There are still ~180 days left in the Security Council, and as of Jan 20, 2026 the delegated market cap is lower than the treasury value.

While the veto is in place this is manageable, but it highlights a structural risk. I think it’s important to start exploring alternatives like the program blockful.eth is proposing, even if imperfect.

We need a long-term solution that aligns decentralized governance with real protocol security.

2 Likes

First of all, I’m excited to see this kind of experimental effort in a DAO. After looking into many DAOs and delegate incentive models, this one feels like the most reasonable so far. Structurally, it’s very similar to Ethereum’s staking rewards model, where stakers receive most of the yield while node operators earn a commission. In this setup, both parties are properly incentivized. It’s good to see delegates being compensated for their efforts as well.

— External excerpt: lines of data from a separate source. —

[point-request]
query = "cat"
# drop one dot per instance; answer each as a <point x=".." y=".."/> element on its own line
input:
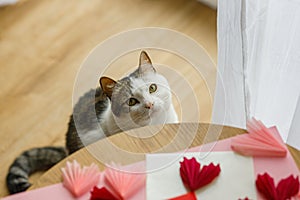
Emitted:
<point x="139" y="99"/>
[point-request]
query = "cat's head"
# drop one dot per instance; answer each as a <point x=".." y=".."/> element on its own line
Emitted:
<point x="141" y="98"/>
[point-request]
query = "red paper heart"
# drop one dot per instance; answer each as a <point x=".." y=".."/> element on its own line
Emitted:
<point x="193" y="177"/>
<point x="102" y="194"/>
<point x="188" y="196"/>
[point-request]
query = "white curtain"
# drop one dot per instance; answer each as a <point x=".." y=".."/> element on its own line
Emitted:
<point x="259" y="65"/>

The only issue I see is related to voting frequency. I became a delegate in November, and I’ve encountered only two on-chain votes so far. On-chain votes are infrequent, as they should be. Given that, counting off-chain votes or lowering the 10-vote threshold might be worth considering, since the current structure doesn’t really include or support new delegates outside the existing delegate set.

Finally, delegate incentive caps make sense as a way to avoid centralization. That said, I hope delegators will naturally distribute their stake in a way that promotes decentralization across the delegate set.

This problem doesn’t go away as the amount of delegated tokens increases. Either the DAO reduces its exposure to external assets in its treasury, or it relies on a centralized authority to protect its treasury. I’ve written about this before, but it didn’t seem to get much attention.